From Kafka, a downstream pipeline ingests these information into an Apache Iceberg desk.

Context-rich observability

Past normal Spark metrics, our framework captures important operational context:

Airflow integration: DAG metadata, process IDs, and execution timestamps
Useful resource monitoring: Configurable executor metrics (heap utilization, execution reminiscence)
Atmosphere context: Cluster identification, person monitoring, and Spark configurations
Failure evaluation: Detailed error messages and process failure root causes

The mix of thorough metrics assortment and real-time streaming has redefined Spark monitoring at scale, laying the groundwork for highly effective insights.

Deep dive into Spark metrics processing

When uncooked metrics—typically containing hundreds of thousands of information—are ingested from numerous sources, a Spark SQL pipeline transforms this high-volume knowledge into actionable insights. It aggregates the information right into a single row per software ID, considerably lowering complexity whereas preserving key efficiency alerts.

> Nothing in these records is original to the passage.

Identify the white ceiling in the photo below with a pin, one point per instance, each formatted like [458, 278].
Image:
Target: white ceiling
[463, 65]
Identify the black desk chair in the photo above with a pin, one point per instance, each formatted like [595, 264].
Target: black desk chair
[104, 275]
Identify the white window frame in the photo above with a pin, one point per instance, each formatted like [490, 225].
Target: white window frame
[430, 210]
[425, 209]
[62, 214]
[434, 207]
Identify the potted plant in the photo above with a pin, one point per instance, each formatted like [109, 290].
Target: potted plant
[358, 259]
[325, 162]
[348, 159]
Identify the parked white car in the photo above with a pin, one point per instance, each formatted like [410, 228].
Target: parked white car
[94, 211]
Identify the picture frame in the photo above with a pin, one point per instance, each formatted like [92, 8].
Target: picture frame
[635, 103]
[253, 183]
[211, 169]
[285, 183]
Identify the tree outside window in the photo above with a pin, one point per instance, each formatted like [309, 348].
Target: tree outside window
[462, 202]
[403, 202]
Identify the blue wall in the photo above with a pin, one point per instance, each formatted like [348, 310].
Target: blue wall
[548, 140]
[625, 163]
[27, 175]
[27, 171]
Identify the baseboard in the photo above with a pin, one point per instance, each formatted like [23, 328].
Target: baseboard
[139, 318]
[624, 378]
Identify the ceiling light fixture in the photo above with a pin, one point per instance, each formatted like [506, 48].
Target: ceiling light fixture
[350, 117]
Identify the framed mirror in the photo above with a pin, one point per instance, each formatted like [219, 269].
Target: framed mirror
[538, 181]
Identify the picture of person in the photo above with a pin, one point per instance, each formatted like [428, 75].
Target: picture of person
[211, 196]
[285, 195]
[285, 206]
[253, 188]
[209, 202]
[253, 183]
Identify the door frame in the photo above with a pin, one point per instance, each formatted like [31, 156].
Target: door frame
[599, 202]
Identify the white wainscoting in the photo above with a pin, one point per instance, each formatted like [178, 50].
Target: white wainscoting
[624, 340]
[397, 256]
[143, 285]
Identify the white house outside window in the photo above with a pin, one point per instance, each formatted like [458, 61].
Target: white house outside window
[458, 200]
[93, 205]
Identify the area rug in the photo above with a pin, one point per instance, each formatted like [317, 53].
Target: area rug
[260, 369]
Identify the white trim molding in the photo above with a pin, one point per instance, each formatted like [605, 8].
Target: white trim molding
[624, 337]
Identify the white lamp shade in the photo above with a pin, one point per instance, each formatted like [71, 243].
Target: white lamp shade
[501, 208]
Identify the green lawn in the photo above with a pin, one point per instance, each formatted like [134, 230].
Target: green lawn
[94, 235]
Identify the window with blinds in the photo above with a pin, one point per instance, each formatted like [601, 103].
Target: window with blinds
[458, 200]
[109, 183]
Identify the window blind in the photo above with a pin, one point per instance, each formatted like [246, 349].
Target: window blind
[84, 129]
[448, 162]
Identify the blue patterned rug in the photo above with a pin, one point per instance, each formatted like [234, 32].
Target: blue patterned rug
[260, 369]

For consistency in how groups interpret and act on this knowledge, we apply the 5 Pillars of Spark Monitoring, a structured framework that turns uncooked telemetry into clear diagnostics and repeatable optimization methods, as proven within the following desk.

Pillar	Metrics	Key objective/perception	Driving occasion
Software metadata and orchestration particulars	YARN metadata (app, try, allotted reminiscence, compute cluster, ultimate job standing, run length) Airflow metadata (DAG, process, proprietor)	Correlate efficiency patterns with groups and infrastructure to determine inefficiencies and possession.	Airflow metadata YARN metadata on Amazon EMR on EC2
Consumer-specified configuration	Given reminiscence (driver, executor) Dynamic allocation (min/max/preliminary executor rely) Cores per executor Shuffle partitions	Evaluate configuration versus precise efficiency to detect over- and under-provisioning and optimizing prices. That is the place vital price financial savings typically disguise.	Spark occasion:
Efficiency insights	Most skew ratio (seventy fifth percentile versus max shuffle_total_bytes_read by Spark duties per stage) Whole spill Spark stage/process retry/failure	That is the place the actual diagnostic energy lies. These metrics determine the three major stoppers of Spark efficiency: skew, spill, and failures.	Spark occasion:
Execution insights	Spark job/stage/process rely Spark job/stage/process length	Perceive runtime distribution, determine bottlenecks, and spotlight execution outliers.	Spark occasion: task_metric stage_metric job_metric
Useful resource utilization and system well being	Peak JVM heap reminiscence Max GC overhead %	Reveal reminiscence inefficiencies and JVM-related strain for price and stability enhancements. Evaluating these in opposition to given configs helps determine waste and optimize assets.	Spark occasion: task_metric stage_metric executor_metric

AI-powered Spark tuning

The next structure diagram illustrates the usage of agentic AI instruments to investigate the aggregated Spark metrics.

To combine these metrics right into a developer’s tuning workflow, we construct a customized Spark metrics software and a customized immediate that any agent can use. We use our present analytics service, a homegrown internet software that customers can question our knowledge warehouse with, construct dashboards, and share insights. The backend is written in Python utilizing FastAPI, and we expose an MCP server from the identical service by utilizing FastMCP. By exposing the Spark metrics software and customized immediate by the MCP server, we make it potential for builders to attach their most well-liked assisted coding instruments (Cursor, Claude Code, and extra) and use knowledge to information their tuning.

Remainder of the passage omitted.